The Board has a formal policy designed to ensure Board leadership of health & safety matters and institute a board-level review of progress against objectives and KPIs. An important feature of this is normally a joint presentation made at least yearly by the CEO and VP of Operations.
COMPOSITION, CULTURE AND EFFECTIVENESS OF THE BOARD
Independence of directors
Each of the directors (except Mr Hallam) directly owns ordinary shares in Hardide plc. Mr Boyce represents a large percentage of shares by virtue of his directorship of companies that own Hardide shares. Each of Mr Kirkham, Mr Hallam, Dr Zhuk and Mr Goddard has options on ordinary shares of Hardide plc; all as declared in the Annual Report and on the Regulatory News Service (RNS) at the time of grant.
Normally, the Board reviews Mr Goddard’s activities outside of Hardide. However, there has been no change in Mr Goddard’s since the previous year. Accordingly no formal acceptance by the Board of his outside interests has been needed. The Board remains satisfied that none of these activities conflict with Mr Goddard’s role as Chairman of Hardide. The same applies to the other non-executive directors.
The ‘independence’ of each non-executive director has been assessed in FY21 by four, single purpose ad hoc committees of directors. Excluded in turn from these meetings was the non-executive director in question. As in previous years, the main criteria for independence were:
i Based on the observed conduct of the director at and outside Board and Committee meetings, has that director acted clearly and consistently in the best interests of the Group?
ii Has there been any matter affecting the Group that might have given rise or might give rise in the future to any conflict of interest?
iii Is the director’s direct or indirect holding of shares or other financial instruments of the Group substantial enough to cause an external observer to believe the director in question might possibly have a potential conflict of interest? In this case, ‘substantial’ has been taken to mean 10% or more of the total issued share capital.

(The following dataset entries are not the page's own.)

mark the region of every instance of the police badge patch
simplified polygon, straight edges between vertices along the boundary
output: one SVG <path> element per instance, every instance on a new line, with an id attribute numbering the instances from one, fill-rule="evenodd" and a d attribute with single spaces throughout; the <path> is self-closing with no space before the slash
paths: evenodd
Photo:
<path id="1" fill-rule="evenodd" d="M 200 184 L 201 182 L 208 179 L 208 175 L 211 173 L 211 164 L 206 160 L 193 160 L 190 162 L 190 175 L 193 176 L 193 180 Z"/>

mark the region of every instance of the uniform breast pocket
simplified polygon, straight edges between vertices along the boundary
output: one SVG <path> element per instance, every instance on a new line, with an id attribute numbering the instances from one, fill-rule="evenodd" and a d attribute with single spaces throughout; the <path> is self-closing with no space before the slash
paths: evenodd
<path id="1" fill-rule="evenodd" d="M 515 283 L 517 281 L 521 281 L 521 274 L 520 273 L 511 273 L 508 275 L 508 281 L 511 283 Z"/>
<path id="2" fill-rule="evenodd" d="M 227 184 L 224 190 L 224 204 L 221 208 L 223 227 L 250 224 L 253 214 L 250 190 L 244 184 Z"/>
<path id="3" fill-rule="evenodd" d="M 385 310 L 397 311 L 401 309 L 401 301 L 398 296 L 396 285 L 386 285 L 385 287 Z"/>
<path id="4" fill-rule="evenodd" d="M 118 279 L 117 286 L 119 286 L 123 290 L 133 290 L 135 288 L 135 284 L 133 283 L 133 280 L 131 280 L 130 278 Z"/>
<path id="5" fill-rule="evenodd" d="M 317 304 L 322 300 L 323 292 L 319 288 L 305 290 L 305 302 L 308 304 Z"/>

Mr Boyce was not considered to be an independent director because he did not satisfy the third of these tests. However, it should be noted that Mr Boyce is party to a Relationship Agreement with the Group. Each of the other two non-executive directors is considered by all the other Board directors to be ‘independent’.
Number of directors
In the past year there has been a total of six directors and three of these are non-executive. Tim Rice remains the senior independent director (‘SID’). In addition, and in compliance with the Code, Tim Rice is the chairman of the Remuneration & Nomination Committee. The chairman of the Audit Committee is Robert Goddard.

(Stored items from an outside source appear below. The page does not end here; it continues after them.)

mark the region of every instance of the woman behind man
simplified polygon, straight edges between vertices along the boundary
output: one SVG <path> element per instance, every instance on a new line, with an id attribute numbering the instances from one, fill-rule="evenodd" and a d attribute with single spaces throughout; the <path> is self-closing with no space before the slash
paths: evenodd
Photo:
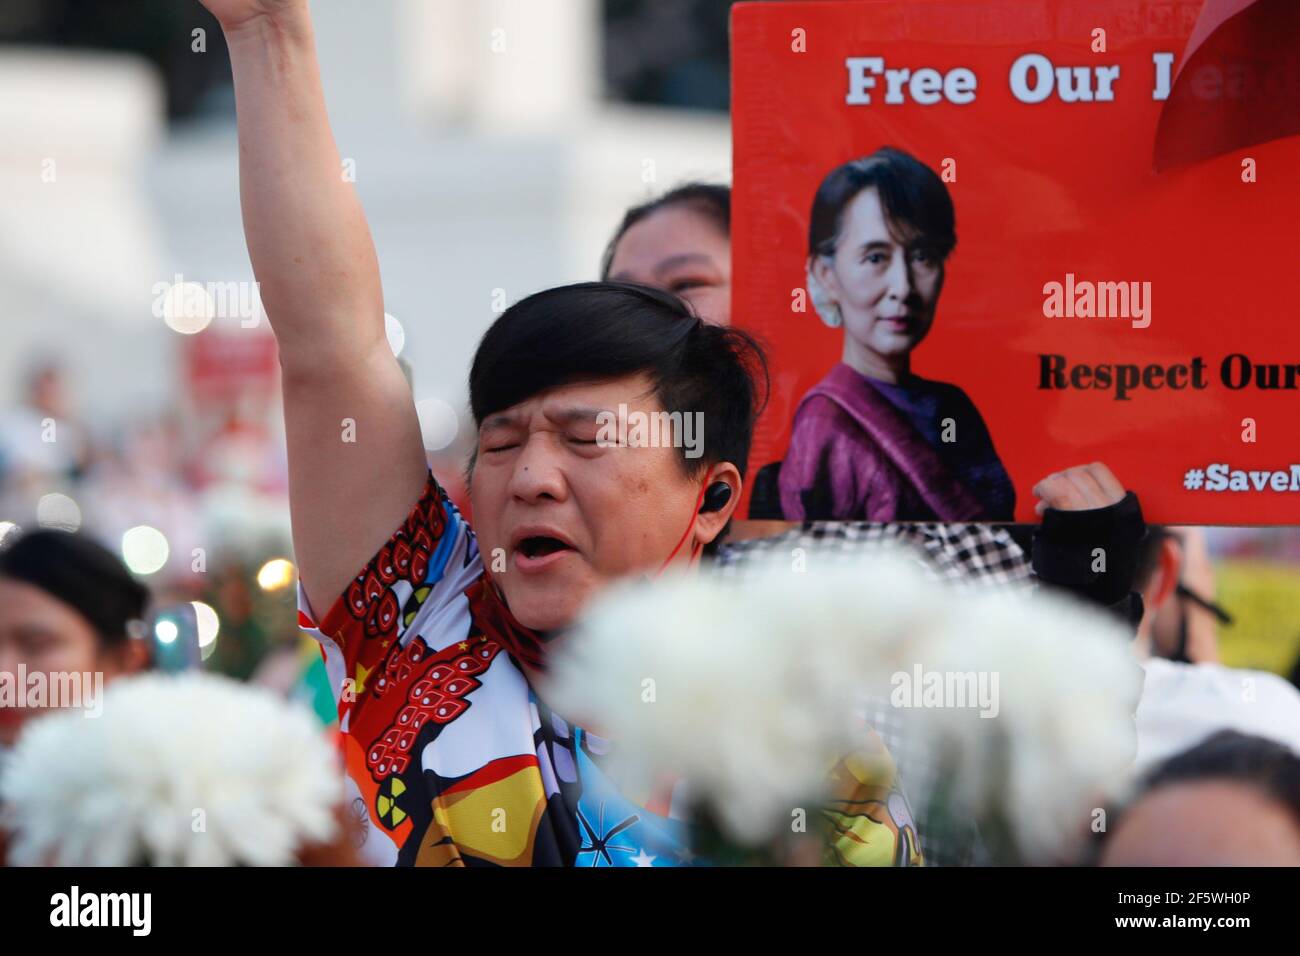
<path id="1" fill-rule="evenodd" d="M 600 277 L 685 299 L 705 322 L 731 324 L 731 187 L 686 183 L 623 215 Z"/>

Culture of the Board and its capability to meet new challenges
Non-executive directors are actively and regularly consulted by the Chairman on a one-to-one basis and more formally during meetings of the non-executive directors alone. With the knowledge of the Chief Executive, from time to time the Chairman seeks directly the views of the two other executive directors. Also, the Chairman has contact with major shareholders and they are encouraged to contact him outside those meetings. The Chairman or the SID relays shareholder opinion to the non-executive directors or the full Board, as appropriate.
Open exchange and mutual challenge among Board members and staff is a well-established part of the culture of the Group. The Chairman is made aware promptly of matters of substance and style that merit his attention. In addition, each director is free to speak in confidence to the Chairman or the SID; as is any member of staff.
An open exchange of views takes place not only
up and down the management pyramid, but also ‘sideways’ between disciplines. This is vital for a high- tech company that is continually developing new substances and methods. Maintenance of this and other aspects of Group culture is explicitly one of the CEO’s important tasks and, implicitly, of each member of staff. Any concerns about corporate culture are raised initially by the CEO with the Chairman.
The CEO and Chairman have an off-site or video meeting every month. At this meeting they discuss
the upcoming Board meeting, the latest performance indicators and particular challenges facing the Group; together with high-level ‘people issues’.
This year has seen the start of the process of face- to-face, one-to-one confidential meetings dealing with the performance of Chairman and each of the non-executive directors. In these meetings the two participants give their views of the other's performance and identifies if there are aspects meriting attention.